3.4. Detection of rMDV in Various Organs of the Immunized Chickens

Experiment 2 was conducted to evaluate the persistence and detoxification of rMDV in the immunized chickens. Five chickens were killed each day on days 3, 7, 21, 42, and 60 after immunization with a high-dose of rMDV. The results showed that the target fragment (1730 bp) could be detected in the organs, blood, and feathers within three days until 60 days after inoculation but could not be detected in the swabs and breeding environment (Figure 3A). The virus isolation results were consistent with the PCR findings. CPE could be observed in the inoculated chicken’s tissues, blood, and feathers, but there was no CPE in the swabs, water, or feed even after one passage (Table 5), which means that rMDV was safe for the environment.

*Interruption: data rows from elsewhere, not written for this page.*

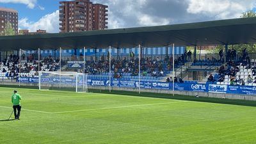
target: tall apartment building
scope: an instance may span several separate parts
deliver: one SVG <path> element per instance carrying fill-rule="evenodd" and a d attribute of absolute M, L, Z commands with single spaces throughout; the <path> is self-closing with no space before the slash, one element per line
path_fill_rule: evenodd
<path fill-rule="evenodd" d="M 108 28 L 108 6 L 90 0 L 60 2 L 61 33 L 101 30 Z"/>
<path fill-rule="evenodd" d="M 8 22 L 11 23 L 16 34 L 18 34 L 18 12 L 10 8 L 0 8 L 0 33 L 4 33 Z"/>

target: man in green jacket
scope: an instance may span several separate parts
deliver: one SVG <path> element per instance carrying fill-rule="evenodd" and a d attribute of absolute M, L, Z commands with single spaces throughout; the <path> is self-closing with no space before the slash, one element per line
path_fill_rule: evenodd
<path fill-rule="evenodd" d="M 20 100 L 21 100 L 21 96 L 17 93 L 16 90 L 14 90 L 13 95 L 12 96 L 12 102 L 13 105 L 13 111 L 14 111 L 14 116 L 16 120 L 20 119 L 20 111 L 21 111 L 21 105 L 20 105 Z M 17 113 L 18 111 L 18 113 Z"/>

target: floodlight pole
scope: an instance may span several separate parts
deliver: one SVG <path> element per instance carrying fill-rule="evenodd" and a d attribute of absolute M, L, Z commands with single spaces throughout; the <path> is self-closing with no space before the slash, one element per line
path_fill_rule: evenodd
<path fill-rule="evenodd" d="M 38 78 L 40 78 L 39 75 L 40 75 L 40 49 L 38 48 Z M 38 81 L 39 83 L 38 83 L 38 87 L 39 87 L 39 90 L 41 89 L 41 86 L 40 86 L 40 80 Z"/>
<path fill-rule="evenodd" d="M 21 79 L 21 74 L 20 74 L 20 71 L 21 71 L 21 49 L 20 49 L 20 65 L 19 65 L 19 86 L 20 86 L 20 79 Z"/>
<path fill-rule="evenodd" d="M 174 71 L 175 71 L 175 67 L 174 67 L 174 44 L 172 45 L 172 96 L 174 96 Z"/>
<path fill-rule="evenodd" d="M 83 92 L 84 91 L 84 74 L 85 74 L 85 47 L 84 47 L 84 68 L 83 75 Z M 87 83 L 87 81 L 86 81 Z"/>
<path fill-rule="evenodd" d="M 111 92 L 111 46 L 109 46 L 109 93 Z"/>
<path fill-rule="evenodd" d="M 140 55 L 141 55 L 141 45 L 139 45 L 139 93 L 140 94 Z"/>
<path fill-rule="evenodd" d="M 85 74 L 85 71 L 84 71 L 84 68 L 85 68 L 85 47 L 84 47 L 84 74 Z"/>
<path fill-rule="evenodd" d="M 59 86 L 60 88 L 60 83 L 61 81 L 61 47 L 60 47 L 60 79 L 59 79 Z"/>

3.5. Horizontal Transmission Capacity of rMDV

In experiment 3, the blood and visceral tissues (namely, swabs, livers, spleens, kidneys, and lungs) were collected from three groups of immunized and cohabiting chickens to detect the horizontal transmission capacity of rMDV. Primers 1 + 4 were specifically used to identify rMDV. The results show that seven days after cohabitation, the target gene (1730 bp) could be amplified in the rMDV-immunized chickens and domestic chickens, while that at 1088 bp could be amplified in the blood and visceral tissues (but not the swabs) of the Rispens-immunized and domestic chickens (Figure 4). Virus isolation results were consistent with the PCR findings (Table 6), which means that rMDV could spread horizontally to non-immunized domestic chickens.

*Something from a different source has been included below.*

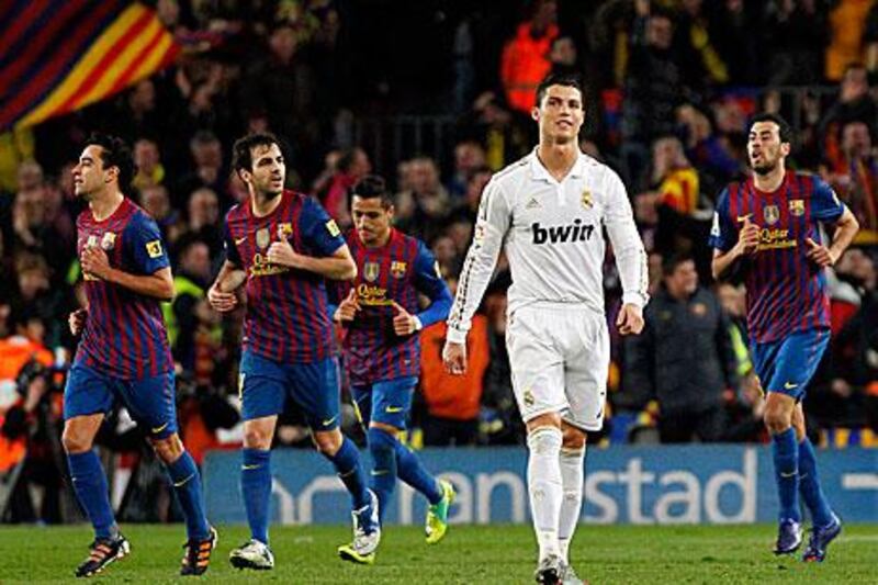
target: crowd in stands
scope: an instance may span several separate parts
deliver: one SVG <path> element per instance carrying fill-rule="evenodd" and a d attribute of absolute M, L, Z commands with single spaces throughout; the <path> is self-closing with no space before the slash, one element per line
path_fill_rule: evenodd
<path fill-rule="evenodd" d="M 221 317 L 205 301 L 223 259 L 224 214 L 247 196 L 229 170 L 234 139 L 279 135 L 289 187 L 313 194 L 344 227 L 349 188 L 384 175 L 397 226 L 428 243 L 453 291 L 482 189 L 536 144 L 533 89 L 550 71 L 583 75 L 582 149 L 622 176 L 650 255 L 646 331 L 614 338 L 607 437 L 650 440 L 635 431 L 654 428 L 667 442 L 764 439 L 745 293 L 711 281 L 706 245 L 718 192 L 746 175 L 756 111 L 792 123 L 795 167 L 829 181 L 863 226 L 832 271 L 834 339 L 807 410 L 815 428 L 878 430 L 878 2 L 153 4 L 185 48 L 173 67 L 0 136 L 0 363 L 27 348 L 44 369 L 2 370 L 0 472 L 59 416 L 56 370 L 76 344 L 67 315 L 83 302 L 75 257 L 82 203 L 70 171 L 90 131 L 132 144 L 139 170 L 126 194 L 156 218 L 172 256 L 177 296 L 165 314 L 184 389 L 183 438 L 200 459 L 236 421 L 228 405 L 241 315 Z M 396 113 L 454 116 L 452 150 L 373 168 L 353 128 Z M 612 318 L 620 285 L 610 261 L 605 283 Z M 466 376 L 442 371 L 443 325 L 423 331 L 415 443 L 522 440 L 504 338 L 508 284 L 502 260 L 473 325 Z M 296 413 L 283 421 L 280 442 L 307 441 Z"/>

3.6. In Vivo Stability of rMDV

A passage test was performed among the chickens in experiment 4 to estimate the stability of rMDV. In the first four generations, the blood of each chicken was detected by primers 1 + 4 (Figure 5A) to determine the recombinant virus. During the fifth generation of passage, genomic DNA was extracted from the feathers of each chicken and identified with primers 1 + 2, 1 + 3, and 1 + 4 (Figure 5B). The PCR results showed that the target fragments (827 bp, 1448 bp, and 1730 bp) could be detected in each generation of rMDV. The sequencing results of the PCR fragments showed that the target gene (LTR) existed in IRS and TRS without mutation and deletion. There were no obvious lesions or pathological changes in the fifth generation of chickens (Figure 5C). Thus, the LTR insertion was stable in rMDV, which further indicates that rMDV is safe for chickens.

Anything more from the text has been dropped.